Apple Cinnamon Walnut Pancakes with Almond Butter Spread

Chunks of apples, spicy cinnamon and walnut pieces turn these hearty pancakes into a filling breakfast or energizing snack.



  • 1 cup almond flour
  • ¾ tsp ground cinnamon
  • ½ tsp baking soda
  • Pinch sea salt
  • 2 large eggs, lightly beaten
  • ½ cup unsweetened almond milk
  • ¼ cup chopped raw unsalted walnuts
  • 1 apple, finely chopped
  • 1 tbsp avocado oil

Almond butter spread

  • ¼ cup raw almond butter
  • ¼ cup plain unsweetened almond milk
  • 1 tsp ground cinnamon


1. In a large bowl, whisk together almond flour, cinnamon, baking soda and salt. Whisk in eggs, milk, walnuts and apple.

2. In a large nonstick skillet or griddle, heat oil.

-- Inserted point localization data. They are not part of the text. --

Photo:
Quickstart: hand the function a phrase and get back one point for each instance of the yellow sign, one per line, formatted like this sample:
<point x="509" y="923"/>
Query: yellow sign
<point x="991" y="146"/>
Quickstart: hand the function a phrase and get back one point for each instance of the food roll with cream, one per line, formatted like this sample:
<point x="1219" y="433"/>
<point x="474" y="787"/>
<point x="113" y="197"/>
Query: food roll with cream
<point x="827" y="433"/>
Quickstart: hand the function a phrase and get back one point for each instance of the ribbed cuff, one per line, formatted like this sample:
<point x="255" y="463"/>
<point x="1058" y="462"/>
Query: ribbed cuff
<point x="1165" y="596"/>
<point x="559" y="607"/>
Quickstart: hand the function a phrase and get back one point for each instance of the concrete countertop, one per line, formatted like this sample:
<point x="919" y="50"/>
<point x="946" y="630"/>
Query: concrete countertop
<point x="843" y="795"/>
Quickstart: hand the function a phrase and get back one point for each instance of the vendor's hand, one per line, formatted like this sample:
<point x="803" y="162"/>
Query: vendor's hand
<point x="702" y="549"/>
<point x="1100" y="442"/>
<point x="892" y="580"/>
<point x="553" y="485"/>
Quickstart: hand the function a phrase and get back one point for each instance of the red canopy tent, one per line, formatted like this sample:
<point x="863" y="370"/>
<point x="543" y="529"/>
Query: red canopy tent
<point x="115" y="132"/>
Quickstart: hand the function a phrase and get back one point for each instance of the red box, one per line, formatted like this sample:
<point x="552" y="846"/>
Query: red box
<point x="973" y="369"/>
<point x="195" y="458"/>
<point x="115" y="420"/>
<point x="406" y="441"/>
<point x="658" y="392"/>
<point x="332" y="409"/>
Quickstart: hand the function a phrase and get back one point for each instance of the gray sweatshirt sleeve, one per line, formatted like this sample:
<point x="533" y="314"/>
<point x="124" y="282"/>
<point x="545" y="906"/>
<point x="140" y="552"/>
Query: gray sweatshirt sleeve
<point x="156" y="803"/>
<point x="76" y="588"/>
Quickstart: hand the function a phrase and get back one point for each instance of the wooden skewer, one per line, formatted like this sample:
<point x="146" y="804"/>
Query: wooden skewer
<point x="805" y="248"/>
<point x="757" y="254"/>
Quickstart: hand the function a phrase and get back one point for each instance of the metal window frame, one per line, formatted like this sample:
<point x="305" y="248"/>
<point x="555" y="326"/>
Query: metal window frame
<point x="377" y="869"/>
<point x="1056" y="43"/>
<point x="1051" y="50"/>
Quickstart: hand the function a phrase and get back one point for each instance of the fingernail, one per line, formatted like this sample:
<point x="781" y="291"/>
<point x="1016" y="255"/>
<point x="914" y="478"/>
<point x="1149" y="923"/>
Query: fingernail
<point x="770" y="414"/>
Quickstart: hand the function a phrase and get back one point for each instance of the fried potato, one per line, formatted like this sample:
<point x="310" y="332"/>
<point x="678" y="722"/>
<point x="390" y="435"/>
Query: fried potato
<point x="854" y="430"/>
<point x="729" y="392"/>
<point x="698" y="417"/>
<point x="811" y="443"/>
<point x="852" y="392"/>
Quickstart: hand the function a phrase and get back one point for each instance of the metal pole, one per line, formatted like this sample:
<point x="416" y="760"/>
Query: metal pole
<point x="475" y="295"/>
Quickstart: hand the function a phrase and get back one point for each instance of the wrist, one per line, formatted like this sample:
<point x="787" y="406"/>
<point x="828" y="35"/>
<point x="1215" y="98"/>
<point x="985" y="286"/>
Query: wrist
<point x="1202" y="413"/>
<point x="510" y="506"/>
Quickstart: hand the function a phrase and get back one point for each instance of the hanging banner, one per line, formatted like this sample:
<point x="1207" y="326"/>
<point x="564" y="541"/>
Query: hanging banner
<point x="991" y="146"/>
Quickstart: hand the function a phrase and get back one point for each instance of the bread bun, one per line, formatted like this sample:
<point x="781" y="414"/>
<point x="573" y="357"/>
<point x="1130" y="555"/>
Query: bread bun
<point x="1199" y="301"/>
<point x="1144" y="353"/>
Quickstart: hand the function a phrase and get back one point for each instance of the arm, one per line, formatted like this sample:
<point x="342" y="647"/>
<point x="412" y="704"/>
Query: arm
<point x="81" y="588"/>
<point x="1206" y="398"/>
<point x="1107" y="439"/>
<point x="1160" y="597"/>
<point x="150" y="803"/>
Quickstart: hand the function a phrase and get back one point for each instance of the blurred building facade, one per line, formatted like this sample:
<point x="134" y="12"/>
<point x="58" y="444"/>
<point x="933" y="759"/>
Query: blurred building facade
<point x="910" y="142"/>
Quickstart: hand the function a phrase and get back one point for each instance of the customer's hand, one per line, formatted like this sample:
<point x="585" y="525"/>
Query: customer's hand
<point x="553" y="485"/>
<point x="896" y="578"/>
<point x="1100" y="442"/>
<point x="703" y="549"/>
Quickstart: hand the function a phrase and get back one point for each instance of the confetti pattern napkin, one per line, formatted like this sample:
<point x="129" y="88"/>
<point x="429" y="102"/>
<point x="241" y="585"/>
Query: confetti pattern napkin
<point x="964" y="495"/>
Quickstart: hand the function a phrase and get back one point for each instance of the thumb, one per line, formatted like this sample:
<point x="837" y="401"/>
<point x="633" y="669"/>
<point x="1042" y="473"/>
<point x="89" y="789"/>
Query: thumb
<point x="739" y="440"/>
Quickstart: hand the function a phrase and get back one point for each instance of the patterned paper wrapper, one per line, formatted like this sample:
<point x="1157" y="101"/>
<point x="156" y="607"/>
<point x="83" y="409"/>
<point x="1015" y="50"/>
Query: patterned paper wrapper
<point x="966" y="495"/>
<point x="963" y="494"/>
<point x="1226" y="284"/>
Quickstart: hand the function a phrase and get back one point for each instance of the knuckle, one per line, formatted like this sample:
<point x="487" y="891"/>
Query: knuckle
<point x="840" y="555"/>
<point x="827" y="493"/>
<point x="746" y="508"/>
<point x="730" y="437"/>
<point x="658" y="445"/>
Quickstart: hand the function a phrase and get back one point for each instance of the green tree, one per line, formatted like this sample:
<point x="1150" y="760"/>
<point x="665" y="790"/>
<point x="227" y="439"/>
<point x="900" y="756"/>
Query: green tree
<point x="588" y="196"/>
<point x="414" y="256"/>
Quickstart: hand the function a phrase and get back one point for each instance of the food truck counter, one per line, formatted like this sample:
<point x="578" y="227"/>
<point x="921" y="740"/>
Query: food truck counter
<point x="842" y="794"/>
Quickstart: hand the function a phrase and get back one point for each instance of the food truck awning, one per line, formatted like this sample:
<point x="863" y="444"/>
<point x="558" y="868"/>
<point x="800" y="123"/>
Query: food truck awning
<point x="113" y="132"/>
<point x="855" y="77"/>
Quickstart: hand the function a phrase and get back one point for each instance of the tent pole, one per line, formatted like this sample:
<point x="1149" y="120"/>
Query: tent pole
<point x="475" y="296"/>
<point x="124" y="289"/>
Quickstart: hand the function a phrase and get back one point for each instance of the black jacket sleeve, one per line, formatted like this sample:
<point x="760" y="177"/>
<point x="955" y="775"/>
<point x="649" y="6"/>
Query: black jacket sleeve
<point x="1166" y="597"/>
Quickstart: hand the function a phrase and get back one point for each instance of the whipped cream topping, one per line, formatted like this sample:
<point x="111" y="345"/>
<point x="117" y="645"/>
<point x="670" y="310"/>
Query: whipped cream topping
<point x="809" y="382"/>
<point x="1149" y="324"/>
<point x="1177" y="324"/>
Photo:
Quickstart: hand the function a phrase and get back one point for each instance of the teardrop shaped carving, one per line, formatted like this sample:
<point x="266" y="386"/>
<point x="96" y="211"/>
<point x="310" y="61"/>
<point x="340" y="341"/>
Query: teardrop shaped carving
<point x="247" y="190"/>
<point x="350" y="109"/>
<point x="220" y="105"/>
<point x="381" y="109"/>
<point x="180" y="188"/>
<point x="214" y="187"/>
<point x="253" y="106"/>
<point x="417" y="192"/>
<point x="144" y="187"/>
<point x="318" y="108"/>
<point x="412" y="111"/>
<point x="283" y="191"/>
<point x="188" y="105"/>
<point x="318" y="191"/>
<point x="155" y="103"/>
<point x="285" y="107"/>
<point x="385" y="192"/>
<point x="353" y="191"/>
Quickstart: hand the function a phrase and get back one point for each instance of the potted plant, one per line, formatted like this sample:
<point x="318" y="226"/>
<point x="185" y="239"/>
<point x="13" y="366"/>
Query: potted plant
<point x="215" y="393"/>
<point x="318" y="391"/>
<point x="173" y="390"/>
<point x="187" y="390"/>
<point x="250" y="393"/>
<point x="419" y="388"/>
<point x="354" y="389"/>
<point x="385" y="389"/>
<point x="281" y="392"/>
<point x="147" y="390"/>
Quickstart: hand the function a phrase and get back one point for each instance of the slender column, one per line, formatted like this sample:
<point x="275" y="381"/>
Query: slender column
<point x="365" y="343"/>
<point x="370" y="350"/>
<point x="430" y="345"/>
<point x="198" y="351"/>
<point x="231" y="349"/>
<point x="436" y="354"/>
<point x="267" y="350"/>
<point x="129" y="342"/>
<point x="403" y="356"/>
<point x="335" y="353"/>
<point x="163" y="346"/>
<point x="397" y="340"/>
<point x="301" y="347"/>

Using 1 heaping tbsp per pancake, cook in batches for 3 to 4 minutes, or until golden on the bottom; flip and cook 3 to 4 minutes more.

3. Prepare topping: In a small bowl, whisk together all Almond Butter Spread ingredients. Let cool then freeze half of pancakes. Refrigerate remaining half of pancakes and topping separately. Thaw and/or heat when called for and spread topping over each pancake. (Makes 12 pancakes.)